January 19, 2010 10:08 AM
Oh Great: American Broadband Getting SLOWER
While we often bemoan America's trailing position in the Great Bandwidth Race, I've just learned that not only are we not doing enough to catch up, we're actually slowing down, so says the latest State of the Internet report from Akamai (registration required to download).
American broadband, in terms of actual measured throughput, has decreased 2.4% from last year. Let that roll around in your head for a moment. Not only are we not going fast enough, we're going slower, we're getting less access to bandwidth, which is the lifeblood of the digital economy.
Now let me acknowledge that I think I know a reason for this, namely that more people than ever are accessing the Internet over mobile broadband connections. Given that mobile broadband often delivers less than 1Mbps, that puts downward pressure on our 3.9Mbps overall average.
But that's not an excuse I'm willing to accept.
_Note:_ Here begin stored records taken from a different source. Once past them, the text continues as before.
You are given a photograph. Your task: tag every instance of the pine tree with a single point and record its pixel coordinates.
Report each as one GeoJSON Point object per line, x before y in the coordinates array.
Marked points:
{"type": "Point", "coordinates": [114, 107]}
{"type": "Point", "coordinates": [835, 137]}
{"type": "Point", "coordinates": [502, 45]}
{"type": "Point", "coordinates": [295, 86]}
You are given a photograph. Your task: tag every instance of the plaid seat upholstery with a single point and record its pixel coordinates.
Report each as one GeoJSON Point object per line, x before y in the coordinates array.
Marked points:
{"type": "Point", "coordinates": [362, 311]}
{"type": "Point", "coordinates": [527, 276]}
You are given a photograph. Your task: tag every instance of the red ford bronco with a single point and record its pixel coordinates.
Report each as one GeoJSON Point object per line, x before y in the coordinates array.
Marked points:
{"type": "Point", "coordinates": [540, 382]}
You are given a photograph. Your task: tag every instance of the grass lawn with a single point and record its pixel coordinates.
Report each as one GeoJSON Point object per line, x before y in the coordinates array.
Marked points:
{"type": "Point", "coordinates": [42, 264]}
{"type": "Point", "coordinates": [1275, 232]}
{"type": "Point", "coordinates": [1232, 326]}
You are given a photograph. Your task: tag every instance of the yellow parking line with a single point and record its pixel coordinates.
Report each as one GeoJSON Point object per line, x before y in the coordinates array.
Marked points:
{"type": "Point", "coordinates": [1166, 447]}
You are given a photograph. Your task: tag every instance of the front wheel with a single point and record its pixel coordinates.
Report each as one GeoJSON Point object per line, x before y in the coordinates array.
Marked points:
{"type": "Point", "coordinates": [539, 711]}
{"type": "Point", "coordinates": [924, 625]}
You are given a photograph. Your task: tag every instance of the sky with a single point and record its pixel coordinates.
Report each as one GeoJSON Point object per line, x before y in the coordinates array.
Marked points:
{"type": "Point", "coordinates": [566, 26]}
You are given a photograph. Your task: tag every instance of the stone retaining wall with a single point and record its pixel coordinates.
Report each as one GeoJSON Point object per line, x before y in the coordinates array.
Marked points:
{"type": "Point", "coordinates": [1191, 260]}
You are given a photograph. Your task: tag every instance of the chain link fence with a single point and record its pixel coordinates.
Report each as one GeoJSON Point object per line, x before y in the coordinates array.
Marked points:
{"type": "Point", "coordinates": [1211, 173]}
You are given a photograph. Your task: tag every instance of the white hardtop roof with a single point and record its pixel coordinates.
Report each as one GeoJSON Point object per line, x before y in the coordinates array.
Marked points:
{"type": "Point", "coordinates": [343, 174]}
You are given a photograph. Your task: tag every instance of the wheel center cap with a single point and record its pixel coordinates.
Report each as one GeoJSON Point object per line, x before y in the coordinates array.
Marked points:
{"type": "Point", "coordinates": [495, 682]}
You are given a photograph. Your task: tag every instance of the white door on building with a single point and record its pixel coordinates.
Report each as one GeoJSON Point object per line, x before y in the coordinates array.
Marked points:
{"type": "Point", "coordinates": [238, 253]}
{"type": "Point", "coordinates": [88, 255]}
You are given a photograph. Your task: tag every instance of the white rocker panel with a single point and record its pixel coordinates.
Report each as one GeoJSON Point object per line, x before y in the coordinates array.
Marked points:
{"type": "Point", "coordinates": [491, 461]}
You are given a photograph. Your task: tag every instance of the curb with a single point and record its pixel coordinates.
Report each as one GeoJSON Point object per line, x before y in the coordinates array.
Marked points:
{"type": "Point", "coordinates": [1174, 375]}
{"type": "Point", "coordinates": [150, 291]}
Other countries face the same challenge and yet are doing great. For example, all but three of the top ten countries in terms of average measured connection speed increased more than 10% year-over-year. So not only are they already significantly ahead of us, but they're increasing their lead as we slow down.
Imagine what the impact on our economy would be if instead of bandwidth these trends related to electricity. What would it mean if South Korea could run anything and everything that electricity enables, yet we could only use one appliance at a time? That's how important bandwidth is to the digital economy. Slower broadband means less bandwidth means what we can do with the Internet is constrained.
While some argue that we focus too much on bandwidth relative to the health of our broadband ecosystem, there's really no other number that's as important as it sets the limits of the capacity of our digital economy.
What makes this report even more significant is that it's not just an academic study of average advertised broadband speeds like most international rankings, but instead is based on the actual measured throughput of broadband around the world as measured by the world's largest content delivery network.
This report also features some other interesting tidbits, like the cities with the fastest average connection speeds. So who leads in the US? New York City? LA? Chicago? Nope, Sandy, Utah. In fact, no major metropolitan areas make the top ten for fastest cities in the US. This shows how smaller cities and towns are actually taking the bandwidth lead in America.
Another interesting, though potentially very troubling, revelation is that when you break down that year-over-year performance you see that half of US states have slowed down and half have increased. One thing this tells me is that perhaps it's not just a matter of slower wireless connections bringing down our average as some states are realizing double digit increases. But this then suggests is that networks in some states are failing.
In particular, look at Kentucky. They showed a 40% decrease in measured connection speeds just in the last quarter. Numbers like this have me worried that perhaps the century-old copper telephone wire is rapidly deteriorating and impacting DSL performance, or perhaps the cable providers' shared networks are overwhelmed with demand, or maybe wireless broadband is constrained by insufficient backhaul.
What makes Kentucky even more troubling is that they're supposed to be a leader in encouraging the deployment and adoption of broadband. What does that say about the health of the country if a state that's been seen as a leader is falling off this badly.
It makes me start to wonder if we might have a national emergency on our hands in states like Kentucky and others where broadband speeds are dropping. It leads me to think that perhaps we need a national commission to study these issues in depth and get to the bottom of what's happening as no state should be slowing down ten years into the 21st century.
But regardless of the details of why this is happening in any particular state, the overarching and overwhelming trend is that American broadband as a whole is much worse off than even I have been able to admit.
At a time when we should be hitting the afterburners and skyrocketing forward into a better tomorrow through bigger broadband, instead we're stuck, losing ground, and without any national consensus about how to move forward.
News like this raises the stakes for our upcoming national broadband plan. If we don't produce a unified framework for how to push the bandwidth ball forward in a much bigger way then we're going to continue this downward slide where before we know it we won't even be in the top 20.
And if we allow ourselves to fall further behind the bandwidth curve, then we might as well give up on being economic leaders in the 21st century because absolutely everything in the 21st century economy hinges on the ability to access affordable, high capacity bandwidth.